Significance. If the new Gaussian convolution inequalities hold under the stated minimal assumptions, the result would be a notable advance: it achieves first-order bias control without stronger regularity or tail conditions on the noise, improving on existing SG-MCMC theory and offering tools of independent interest for analyzing perturbed Gaussians. The paper's self-contained derivation via these inequalities is a clear strength.
major comments (2)
- [Gaussian convolution inequalities (main technical section)] The load-bearing step is the derivation and scope of the Gaussian convolution inequalities (abstract and the section presenting the main technical results).
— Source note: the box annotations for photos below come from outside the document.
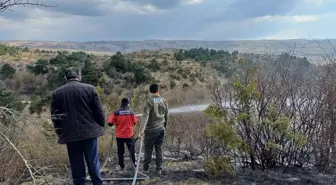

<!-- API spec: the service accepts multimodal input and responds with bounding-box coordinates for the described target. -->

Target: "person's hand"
[138,132,144,138]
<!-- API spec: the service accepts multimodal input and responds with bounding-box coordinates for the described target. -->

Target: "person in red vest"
[108,98,138,170]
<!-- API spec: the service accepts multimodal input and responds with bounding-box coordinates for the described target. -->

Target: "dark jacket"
[141,95,168,132]
[50,80,105,144]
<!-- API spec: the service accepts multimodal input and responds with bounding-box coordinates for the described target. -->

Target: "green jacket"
[141,95,168,132]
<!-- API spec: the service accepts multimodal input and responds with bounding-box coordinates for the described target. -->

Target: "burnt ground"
[20,159,336,185]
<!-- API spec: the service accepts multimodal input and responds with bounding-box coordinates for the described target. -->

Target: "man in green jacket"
[139,84,168,175]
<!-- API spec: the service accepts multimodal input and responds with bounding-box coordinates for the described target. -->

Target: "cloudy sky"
[0,0,336,41]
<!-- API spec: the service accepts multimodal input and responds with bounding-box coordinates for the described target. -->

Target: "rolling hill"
[0,39,336,63]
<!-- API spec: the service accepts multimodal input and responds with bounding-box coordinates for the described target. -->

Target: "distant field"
[0,40,336,63]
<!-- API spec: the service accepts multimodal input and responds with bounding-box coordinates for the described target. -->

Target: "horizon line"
[0,38,336,43]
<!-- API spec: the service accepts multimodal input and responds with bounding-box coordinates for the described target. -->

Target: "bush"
[170,79,176,89]
[148,59,160,72]
[0,64,16,79]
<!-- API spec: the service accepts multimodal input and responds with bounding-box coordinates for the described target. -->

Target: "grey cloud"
[0,0,322,41]
[124,0,182,9]
[207,0,300,22]
[48,0,107,16]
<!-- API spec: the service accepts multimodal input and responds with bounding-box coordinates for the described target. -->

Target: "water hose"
[88,129,149,185]
[132,134,144,185]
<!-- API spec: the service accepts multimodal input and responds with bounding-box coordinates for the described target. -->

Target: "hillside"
[0,40,336,63]
[0,45,336,185]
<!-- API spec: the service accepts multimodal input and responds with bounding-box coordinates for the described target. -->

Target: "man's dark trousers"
[67,138,103,185]
[117,137,135,169]
[144,129,165,171]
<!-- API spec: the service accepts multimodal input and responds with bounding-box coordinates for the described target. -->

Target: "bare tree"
[0,0,56,12]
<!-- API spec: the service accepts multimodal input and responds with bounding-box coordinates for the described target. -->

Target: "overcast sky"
[0,0,336,41]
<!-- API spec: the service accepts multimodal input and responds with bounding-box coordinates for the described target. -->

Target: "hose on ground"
[132,137,144,185]
[100,129,149,185]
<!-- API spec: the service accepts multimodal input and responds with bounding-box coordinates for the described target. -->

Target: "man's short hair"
[149,84,159,93]
[121,97,131,106]
[64,67,81,80]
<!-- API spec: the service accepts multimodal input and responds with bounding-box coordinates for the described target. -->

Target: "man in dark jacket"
[139,84,168,175]
[50,67,105,185]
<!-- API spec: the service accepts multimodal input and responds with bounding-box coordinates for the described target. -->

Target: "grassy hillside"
[0,39,336,62]
[0,45,330,185]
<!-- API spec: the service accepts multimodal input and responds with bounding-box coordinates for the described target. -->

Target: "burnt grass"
[102,159,336,185]
[20,157,336,185]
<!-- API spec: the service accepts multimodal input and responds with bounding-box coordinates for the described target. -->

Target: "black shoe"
[156,170,162,175]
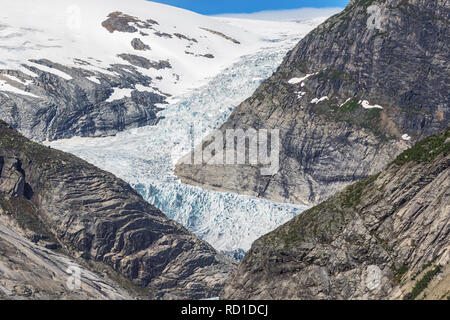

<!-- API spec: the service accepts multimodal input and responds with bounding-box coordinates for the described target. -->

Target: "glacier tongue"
[50,30,307,252]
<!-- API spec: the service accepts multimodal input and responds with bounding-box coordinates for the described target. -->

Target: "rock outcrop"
[0,60,168,141]
[223,128,450,299]
[176,0,450,204]
[0,122,234,299]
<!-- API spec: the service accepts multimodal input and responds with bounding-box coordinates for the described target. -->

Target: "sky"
[152,0,350,15]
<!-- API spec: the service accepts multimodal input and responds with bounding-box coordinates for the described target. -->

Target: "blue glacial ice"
[50,37,307,253]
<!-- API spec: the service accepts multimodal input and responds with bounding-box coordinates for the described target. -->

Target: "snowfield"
[0,0,334,254]
[0,0,323,95]
[50,38,312,252]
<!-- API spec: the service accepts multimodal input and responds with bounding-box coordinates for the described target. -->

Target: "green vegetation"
[405,265,442,300]
[394,127,450,166]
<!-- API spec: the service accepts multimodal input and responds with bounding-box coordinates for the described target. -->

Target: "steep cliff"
[0,121,233,299]
[223,128,450,299]
[176,0,450,204]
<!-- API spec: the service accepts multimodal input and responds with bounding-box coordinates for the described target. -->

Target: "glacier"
[46,29,307,257]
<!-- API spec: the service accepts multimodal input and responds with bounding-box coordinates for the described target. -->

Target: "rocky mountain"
[0,0,306,141]
[0,122,234,299]
[223,128,450,299]
[176,0,450,204]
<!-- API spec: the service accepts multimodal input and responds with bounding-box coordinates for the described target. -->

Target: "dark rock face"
[119,53,172,70]
[0,122,233,299]
[173,33,198,43]
[223,129,450,299]
[176,0,450,204]
[131,38,151,51]
[0,60,168,141]
[102,11,158,33]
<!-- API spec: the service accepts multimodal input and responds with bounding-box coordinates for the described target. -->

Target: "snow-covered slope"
[0,0,334,258]
[0,0,324,95]
[46,30,312,256]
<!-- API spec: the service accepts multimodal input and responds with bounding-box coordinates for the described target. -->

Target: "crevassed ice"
[51,33,306,252]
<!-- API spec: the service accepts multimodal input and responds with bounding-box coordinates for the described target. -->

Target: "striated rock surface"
[223,128,450,299]
[0,212,136,300]
[0,122,233,299]
[176,0,450,204]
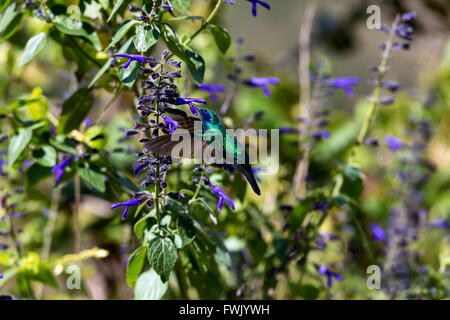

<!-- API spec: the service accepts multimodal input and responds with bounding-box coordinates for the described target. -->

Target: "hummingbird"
[145,108,261,195]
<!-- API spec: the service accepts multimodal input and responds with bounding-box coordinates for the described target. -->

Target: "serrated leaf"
[134,269,169,300]
[33,146,56,167]
[133,25,160,53]
[19,32,47,67]
[126,245,148,287]
[105,20,139,50]
[208,24,231,54]
[8,128,33,166]
[148,237,177,282]
[162,24,205,83]
[78,167,106,193]
[58,88,94,133]
[106,0,125,22]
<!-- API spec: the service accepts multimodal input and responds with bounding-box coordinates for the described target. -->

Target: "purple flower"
[114,53,156,69]
[247,77,280,97]
[110,199,139,220]
[198,84,227,102]
[175,98,207,116]
[212,185,234,211]
[402,12,416,21]
[370,222,386,242]
[51,157,72,182]
[247,0,270,17]
[428,219,450,229]
[312,130,331,140]
[325,77,359,97]
[163,116,180,133]
[384,134,403,151]
[316,266,344,288]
The first-order bias claim for the invariant measure fails to hold for typical unbiased but heavy-tailed stochastic gradient estimators if these inequalities implicitly require extra uniform integrability or moment conditions beyond the stated finite p-moments; the manuscript must explicitly delineate the precise assumptions used in their proof and confirm they suffice for W_p control without additional restrictions.
- [Application to SGKLD] § on the application to SGKLD invariant measure: the reduction from the convolution inequalities to the first-order Wasserstein bias bound must be checked for any hidden regularity assumptions on the target or dynamics that would narrow the 'minimal assumptions' claim.
minor comments (2)
- Clarify notation for the perturbation law ν and the exact form of the Wasserstein-p metric used throughout.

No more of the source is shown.